Edison estimated that 65% of its 4.3 million residential customers would see little or no change in their monthly charges because they participate in special programs for low-income families or consume little power. Business charges also will increase, although neither the PUC nor Edison made estimates available.

Edison said it would begin collecting the new rates April 4.

Peevey said the rate hike, which will provide Edison with an additional $2.1 billion over three years to upgrade transmission lines and buy equipment, was a modest but necessary investment that would boost the Southern California economy.

"California, like the rest of the nation, must invest a significant amount of capital into our energy infrastructure if we are going to meet our renewable energy and greenhouse gas reduction goals," he said.

Peevey's argument that modernizing Edison's grid is a kind of economic stimulus program was echoed by witnesses during public testimony at the start of the San Francisco meeting. Local and ethnic chambers of commerce, utility workers unions and Edison employees said they were willing to pay higher electric bills in exchange for having a financially healthy company that could provide thousands of high-paying, permanent jobs.

Edison said the PUC's approval would "produce $3 billion per year in infrastructure spending, 70% of which will directly benefit the local communities served by the utility" and create up to 38,000 jobs.

Consumer advocates said they saw no evidence in the lengthy PUC record that Edison would hire so many workers. They also challenged Peevey's rate increase estimate as overly conservative.

"Claims that there will be minimal rate or bill impacts . . . are incomplete at best and seem to border on recklessness," said Bob Finkelstein, an attorney with the Utility Reform Network of San Francisco. The new rates, he predicted, "will cause substantial hardship to SCE's residential customers."

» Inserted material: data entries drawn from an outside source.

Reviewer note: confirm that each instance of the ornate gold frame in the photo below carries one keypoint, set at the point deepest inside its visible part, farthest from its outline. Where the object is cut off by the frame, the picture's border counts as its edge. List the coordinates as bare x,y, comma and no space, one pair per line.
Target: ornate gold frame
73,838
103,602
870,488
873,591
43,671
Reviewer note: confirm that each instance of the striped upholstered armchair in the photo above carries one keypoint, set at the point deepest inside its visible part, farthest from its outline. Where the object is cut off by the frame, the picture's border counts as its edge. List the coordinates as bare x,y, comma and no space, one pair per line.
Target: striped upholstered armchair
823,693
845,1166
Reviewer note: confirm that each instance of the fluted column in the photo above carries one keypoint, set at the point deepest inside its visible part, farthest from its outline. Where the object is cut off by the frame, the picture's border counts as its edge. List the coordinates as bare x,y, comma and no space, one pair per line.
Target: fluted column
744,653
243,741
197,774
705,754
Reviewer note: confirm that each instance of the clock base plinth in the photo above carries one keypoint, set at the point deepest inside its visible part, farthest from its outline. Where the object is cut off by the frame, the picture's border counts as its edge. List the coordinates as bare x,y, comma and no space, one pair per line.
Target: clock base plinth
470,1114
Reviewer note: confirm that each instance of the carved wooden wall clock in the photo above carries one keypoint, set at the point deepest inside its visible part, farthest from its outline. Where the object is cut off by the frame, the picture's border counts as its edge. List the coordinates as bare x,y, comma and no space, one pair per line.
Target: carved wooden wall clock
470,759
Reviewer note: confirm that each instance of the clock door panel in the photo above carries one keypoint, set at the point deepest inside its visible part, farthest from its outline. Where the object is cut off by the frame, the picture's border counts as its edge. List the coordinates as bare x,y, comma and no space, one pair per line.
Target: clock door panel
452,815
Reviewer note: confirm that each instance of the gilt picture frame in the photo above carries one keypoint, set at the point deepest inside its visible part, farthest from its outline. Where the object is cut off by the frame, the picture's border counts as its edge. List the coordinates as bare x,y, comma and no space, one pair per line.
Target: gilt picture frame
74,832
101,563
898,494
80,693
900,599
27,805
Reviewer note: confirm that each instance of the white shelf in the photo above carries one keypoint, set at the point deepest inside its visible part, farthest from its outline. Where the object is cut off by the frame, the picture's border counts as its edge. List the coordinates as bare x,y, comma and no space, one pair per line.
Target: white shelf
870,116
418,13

The lone dissenter on the five-member commission, Dian Grueneich, agreed that raising rates was a bad idea "in the face of an economic crisis the size of which we have not seen since the Great Depression." Edison, she noted, would have received plenty of money, $1.3 billion, to provide safe and reliable service under a competing rate decision written by a hearing officer.

"If ever there was a time to leave these dollars in the hands of Southern California Edison customers, it is now," Grueneich said.